Sil Baştan

Kutlay Erk

 

Geçen hafta bu köşede yayınlanan makalede Kıbrıs sorunu ile ilgili görüşmelerin bir çözüm üretmeyeceği, sonrasında yeni bir dönem başlayacağı ve her şeyin sil baştan olacağı yorumlanmıştı.

Evet, Crans-Montana başarısızlıkla sonuçlandı; kimin başarısızlığı, kim sebep oldu, neden öyle oldu sorularına cevap aramak sadece can sıkacaktır. Kestirmeden, masada olan tüm taraflar sorumludur da denilebilir; ne fayda…

Şimdi bundan sonrası ne olacak diye yorumlamak gerek… Kıbrıslılar dışındaki tüm taraflar kendi normal yaşamına devam edecek; Kıbrıs sorunun çözümsüzlüğü onları etkilemeyecek. Kıbrıs Rum tarafı seçimlerine odaklanacak, Kıbrıs Türk tarafı da “içimizi düzeltelim” havasında rezillerin rezili statükosunda rezillikleri yaşamaya devam…
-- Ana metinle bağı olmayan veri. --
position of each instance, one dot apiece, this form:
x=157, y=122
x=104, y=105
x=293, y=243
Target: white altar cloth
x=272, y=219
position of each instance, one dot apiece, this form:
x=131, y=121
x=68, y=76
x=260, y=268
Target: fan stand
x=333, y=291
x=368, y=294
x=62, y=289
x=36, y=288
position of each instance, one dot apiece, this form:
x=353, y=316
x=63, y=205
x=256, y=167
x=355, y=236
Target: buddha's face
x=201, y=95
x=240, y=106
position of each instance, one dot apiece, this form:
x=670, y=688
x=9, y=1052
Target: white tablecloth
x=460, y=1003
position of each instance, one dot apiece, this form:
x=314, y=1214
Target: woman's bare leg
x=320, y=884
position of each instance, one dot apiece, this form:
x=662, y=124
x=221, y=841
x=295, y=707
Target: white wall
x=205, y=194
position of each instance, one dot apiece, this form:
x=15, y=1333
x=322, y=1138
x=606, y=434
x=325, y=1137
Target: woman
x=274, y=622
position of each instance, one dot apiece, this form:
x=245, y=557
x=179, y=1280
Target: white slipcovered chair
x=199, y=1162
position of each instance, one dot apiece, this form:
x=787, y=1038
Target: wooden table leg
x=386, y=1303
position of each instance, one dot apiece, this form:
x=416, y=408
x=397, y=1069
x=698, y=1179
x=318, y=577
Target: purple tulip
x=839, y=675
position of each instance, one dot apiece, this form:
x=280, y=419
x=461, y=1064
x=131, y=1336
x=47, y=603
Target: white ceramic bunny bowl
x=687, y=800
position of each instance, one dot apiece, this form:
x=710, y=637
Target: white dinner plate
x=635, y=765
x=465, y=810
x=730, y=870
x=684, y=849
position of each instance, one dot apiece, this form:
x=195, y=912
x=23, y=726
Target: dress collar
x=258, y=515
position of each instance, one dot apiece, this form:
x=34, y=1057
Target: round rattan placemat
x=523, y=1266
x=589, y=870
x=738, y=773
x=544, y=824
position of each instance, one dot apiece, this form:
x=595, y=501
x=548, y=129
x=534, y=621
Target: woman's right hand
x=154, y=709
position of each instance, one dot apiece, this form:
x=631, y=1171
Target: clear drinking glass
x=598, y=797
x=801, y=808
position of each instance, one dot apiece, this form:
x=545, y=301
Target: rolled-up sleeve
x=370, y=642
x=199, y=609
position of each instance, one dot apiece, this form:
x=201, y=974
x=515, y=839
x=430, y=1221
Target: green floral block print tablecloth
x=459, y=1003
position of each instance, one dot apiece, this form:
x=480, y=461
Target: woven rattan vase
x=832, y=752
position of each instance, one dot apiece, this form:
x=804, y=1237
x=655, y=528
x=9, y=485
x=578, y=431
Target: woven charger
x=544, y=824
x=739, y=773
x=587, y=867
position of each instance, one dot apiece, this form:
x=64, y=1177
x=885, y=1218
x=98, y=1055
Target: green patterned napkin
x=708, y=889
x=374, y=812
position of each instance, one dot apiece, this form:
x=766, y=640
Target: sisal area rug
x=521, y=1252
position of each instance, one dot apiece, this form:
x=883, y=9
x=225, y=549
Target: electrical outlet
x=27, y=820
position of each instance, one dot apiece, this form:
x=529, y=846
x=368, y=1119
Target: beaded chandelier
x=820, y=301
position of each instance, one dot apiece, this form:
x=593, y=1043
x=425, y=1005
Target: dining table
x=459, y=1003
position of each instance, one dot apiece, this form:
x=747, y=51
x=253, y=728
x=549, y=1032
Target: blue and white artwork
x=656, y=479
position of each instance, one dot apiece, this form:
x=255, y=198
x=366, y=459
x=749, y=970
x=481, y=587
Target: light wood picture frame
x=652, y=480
Güney seçimlerinde kimin seçileceği de önemli değil artık; her türlüsünden Kıbrıslı Rum lider seçildi, hepsi de aynı et – farklı sos… Kıbrıslı Türk liderler daha mı farklıydı; elbette… Yani ne Talat, ne de Akıncı, Denktaş ve Eroğlu ile aynı et – farklı sos değildi; farklı et – aynı sos oldu ama… Sos da Türkiye’den… Sonuç ve kader değişmedi…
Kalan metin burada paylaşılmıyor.